Wireshark-dev: Re: [Wireshark-dev] Unit tests for dissectors
From: Peter Wu <peter@xxxxxxxxxxxxx>
Date: Wed, 19 Dec 2018 22:32:50 +0100
Hi Atli,

On Mon, Dec 17, 2018 at 11:30:28PM +0000, Atli Guðmundsson wrote:
> I've recently created reviews for:
> 
>    - an update of the ASTERIX dissector to support Category 019
>    - unit tests of the Category 019 support
>    - generic unit test dissection validator (used by the above unit tests)
> 
> I will soon add support for Category 020 and would like to know if I'm on
> the right track with the unit tests approach so that I can add on top of
> this or if I should go another way?
> 
> This is because during my development I could only find a small set of unit
> tests for existing dissectors, but no extensive ones.
> I was thus also wondering if there was a particular reason for this?

The current test suite has some tests for core functionality (TCP
reassembly, decryption, display filters, etc.).
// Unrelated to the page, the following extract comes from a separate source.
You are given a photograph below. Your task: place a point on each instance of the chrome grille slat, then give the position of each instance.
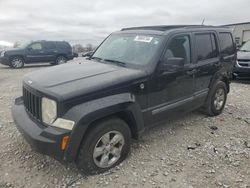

Dissectors are not
thoroughly tested due to the sheer number of possible cases. Attaching
an unsanitized capture file for every possible dissector and subcases
would significantly increase the repository size and test suite runtime.

If you have a capture file for validation purposes, consider opening a
bug report and attaching the capture file to that (one by one, no zip
file please). Then reference it in the commit message. See
https://wiki.wireshark.org/Development/SubmittingPatches#Writing_a_Good_Commit_Message

To find earlier capture files or tests for a dissector, you could also
consult the git logs for a file, e.g.:

    git log --stat epan/dissectors/packet-asterix.c

Search for "Bug" to find references. Some captures might also exist on
the wiki, in particular https://wiki.wireshark.org/SampleCaptures

If you do create a new test, I usually try to follow these principles:
- Try to minimize the capture file size. For example, use pcap instead of
  pcapng, apply a display filter to extract interesting cases or discard
  unimportant ones (e.g. "tcp.len > 0").
- If necessary, use tools like Scapy to craft packets or simulate
  traffic in a controlled environment.
- Try to combine cases. Executing tshark is expensive, batching multiple
  cases into one will result in faster test completion and make other
  developers happy. I see you are already trying this in one of the
  proposed patches :)
- Skip tests for "simple" dissections. For example, checking every
  header of a HTTP message is probably overkill if the dissection
  routines are similar. Testing one header could already be sufficient.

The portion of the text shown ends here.